ここで1つお断りせねばならないことがある。
いままで紹介した初期「ずんずん調査」の回は、今度出た選集には「入っていない」。

ええーっ!

読めないものをわざわざ書いたのか!

「知ってる」自慢か!

まあまあ。
「ホリイのずんずん調査」がどんな風に連載開始したかを書きたくて、ついやってしまいました。ご安心を、連載初期の「ずんずん調査」(46回まで。2回収録されていない回がある)『この役立たず! ホリイのずんずん調査』という単行本にまとまっているのでそちらで読んでください。古書店とか、図書館にはあるはずです。

今回の『かつて誰も調べなかった100の謎』は、全792回もある連載を1冊の選集にまとめているので、え、これが? という回が収録されていないという欠点がある。

たとえば、堀井は1999年8月から2001年8月までの1年間をかけて定期的に「東海道五十三次を実際に歩いてみたところ」という試みをしていた。連載では20回以上を「東海道五十三次」にかけていたはずなのだが、最後の1回分しか収録されていない。これ、もったいないです。音楽で言うと、モーリス・ラヴェルの「ボレロ」をシンバルがジャーンと鳴ったところから聴くようなものだ。その前の盛り上がりが楽しいのに。そういえば、東海道を実際に歩いてみたという連載が本にまとまったのをどこかで読んだような……とステマっぽく書いてみましたが、はい、自分の本です。ライターの藤田香織といっしょに492kmを歩いて1冊の本にまとめました。『東海道でしょう!』という本です。

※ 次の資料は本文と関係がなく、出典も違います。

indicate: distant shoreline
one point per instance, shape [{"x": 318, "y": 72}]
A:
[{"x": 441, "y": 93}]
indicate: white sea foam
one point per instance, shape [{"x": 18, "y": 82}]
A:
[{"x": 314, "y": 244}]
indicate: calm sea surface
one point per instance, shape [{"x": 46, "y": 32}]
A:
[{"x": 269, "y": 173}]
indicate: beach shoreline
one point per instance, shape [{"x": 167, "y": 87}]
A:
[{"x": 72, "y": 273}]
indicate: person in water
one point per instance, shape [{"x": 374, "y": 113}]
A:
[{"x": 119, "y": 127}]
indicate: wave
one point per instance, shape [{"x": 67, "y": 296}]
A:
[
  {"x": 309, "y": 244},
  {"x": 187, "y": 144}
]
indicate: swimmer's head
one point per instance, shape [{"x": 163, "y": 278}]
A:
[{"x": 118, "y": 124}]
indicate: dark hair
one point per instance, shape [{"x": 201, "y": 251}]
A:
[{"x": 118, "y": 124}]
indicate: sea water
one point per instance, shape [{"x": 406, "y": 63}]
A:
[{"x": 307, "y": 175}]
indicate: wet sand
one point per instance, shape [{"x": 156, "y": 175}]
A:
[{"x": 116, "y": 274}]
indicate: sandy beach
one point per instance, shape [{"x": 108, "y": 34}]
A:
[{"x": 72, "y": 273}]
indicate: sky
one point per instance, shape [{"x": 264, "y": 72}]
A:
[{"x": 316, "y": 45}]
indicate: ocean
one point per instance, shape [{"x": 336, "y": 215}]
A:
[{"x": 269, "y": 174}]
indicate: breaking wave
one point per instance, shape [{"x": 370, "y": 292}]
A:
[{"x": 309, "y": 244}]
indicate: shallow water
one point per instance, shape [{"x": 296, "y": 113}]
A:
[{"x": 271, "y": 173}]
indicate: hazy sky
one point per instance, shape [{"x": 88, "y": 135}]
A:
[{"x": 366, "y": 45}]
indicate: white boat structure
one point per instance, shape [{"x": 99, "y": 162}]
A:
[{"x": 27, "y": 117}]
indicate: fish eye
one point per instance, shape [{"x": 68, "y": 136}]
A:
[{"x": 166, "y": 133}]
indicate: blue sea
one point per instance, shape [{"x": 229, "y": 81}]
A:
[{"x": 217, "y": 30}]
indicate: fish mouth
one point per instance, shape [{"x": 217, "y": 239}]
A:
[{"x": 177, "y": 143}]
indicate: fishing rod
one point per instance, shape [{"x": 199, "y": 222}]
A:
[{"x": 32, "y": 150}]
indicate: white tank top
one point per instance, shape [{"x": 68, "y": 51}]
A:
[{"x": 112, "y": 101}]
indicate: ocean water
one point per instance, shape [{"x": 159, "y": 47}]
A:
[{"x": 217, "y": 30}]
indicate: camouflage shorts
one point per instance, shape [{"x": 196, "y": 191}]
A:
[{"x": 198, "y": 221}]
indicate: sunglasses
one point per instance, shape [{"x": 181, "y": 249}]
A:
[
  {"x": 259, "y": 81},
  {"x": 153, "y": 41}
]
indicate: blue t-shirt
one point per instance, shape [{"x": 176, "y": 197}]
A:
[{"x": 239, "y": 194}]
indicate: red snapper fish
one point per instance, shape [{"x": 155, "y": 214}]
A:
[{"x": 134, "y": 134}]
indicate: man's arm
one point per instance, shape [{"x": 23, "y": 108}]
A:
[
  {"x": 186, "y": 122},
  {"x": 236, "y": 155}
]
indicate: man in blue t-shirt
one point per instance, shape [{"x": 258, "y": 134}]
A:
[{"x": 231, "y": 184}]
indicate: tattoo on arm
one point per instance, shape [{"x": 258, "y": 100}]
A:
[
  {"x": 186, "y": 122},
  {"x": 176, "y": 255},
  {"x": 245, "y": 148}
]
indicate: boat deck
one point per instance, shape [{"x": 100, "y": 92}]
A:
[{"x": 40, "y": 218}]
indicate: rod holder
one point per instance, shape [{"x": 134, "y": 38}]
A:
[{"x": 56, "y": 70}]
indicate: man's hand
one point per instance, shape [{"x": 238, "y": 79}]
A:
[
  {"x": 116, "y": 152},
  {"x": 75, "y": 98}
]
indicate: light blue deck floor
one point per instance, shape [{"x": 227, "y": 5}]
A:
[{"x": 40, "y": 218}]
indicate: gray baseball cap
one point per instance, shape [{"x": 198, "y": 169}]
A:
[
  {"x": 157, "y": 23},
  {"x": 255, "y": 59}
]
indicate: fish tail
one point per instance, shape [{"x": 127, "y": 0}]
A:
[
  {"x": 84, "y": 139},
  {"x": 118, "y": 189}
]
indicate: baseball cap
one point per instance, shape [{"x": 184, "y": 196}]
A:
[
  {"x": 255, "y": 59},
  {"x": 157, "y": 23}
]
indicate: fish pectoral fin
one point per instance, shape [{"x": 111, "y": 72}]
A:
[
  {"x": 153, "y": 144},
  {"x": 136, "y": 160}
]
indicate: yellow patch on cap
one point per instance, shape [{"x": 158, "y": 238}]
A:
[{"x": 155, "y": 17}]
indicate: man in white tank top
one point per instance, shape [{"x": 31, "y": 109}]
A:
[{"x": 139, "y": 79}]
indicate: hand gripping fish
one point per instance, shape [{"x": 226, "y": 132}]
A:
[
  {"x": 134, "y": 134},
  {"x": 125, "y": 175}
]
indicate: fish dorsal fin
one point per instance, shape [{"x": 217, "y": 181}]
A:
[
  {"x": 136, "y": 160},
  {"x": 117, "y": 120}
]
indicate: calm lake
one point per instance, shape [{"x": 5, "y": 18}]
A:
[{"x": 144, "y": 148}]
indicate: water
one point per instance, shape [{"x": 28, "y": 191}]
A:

告白すると、この『東海道でしょう!』を書いたのにも堀井憲一郎の影響があった。堀井が自身の東海道歩きの経験を「1日30km歩くつもりなら名所なんか見学している時間はない」などと書いているのを読んで、ふーん、と思ったのが企画を始める前の頭のどこかにあった記憶がある。私は30kmなんて歩けなかったけどね。

話は逸れたが、そんな風に各名物企画のおいしいところ、上澄みだけをすくってこの本は作られている。いわゆるベスト・アルバムである。私のようなマニアックな読者としては、実はそこが物足りない。けちけちしないで全部見せてくれよう! と思うのである。けちけちしているわけじゃないんだろうけどね。

連載初期の回をまとめた『この役立たず!』を読むと、データ処理が問題だったのかな、という気もしてくる。B5サイズの週刊文春に載せられるデータ表は、単行本にしたら小さすぎるのである。かといって単行本に載せる表を毎回作っておくわけにもいかない。そういう小さな「めんどくさい」が積もり積もって、とうとう792回のほとんどが単行本化されないままで現在まできてしまった。そういう事情だったんじゃないかな。夏休みの宿題状態。そういえばこれを読んでいる(かもしれない)小中学生のみなさんは、夏休みの宿題はちゃんと終わりましたか? 「ずんずん調査」では「まさか8月31日までに夏休みの宿題を終えてましたか」という回があって、これは今回の選集にも入っている。夏休みの宿題をやりながら読んでみてください。いや、終わってからにしろ。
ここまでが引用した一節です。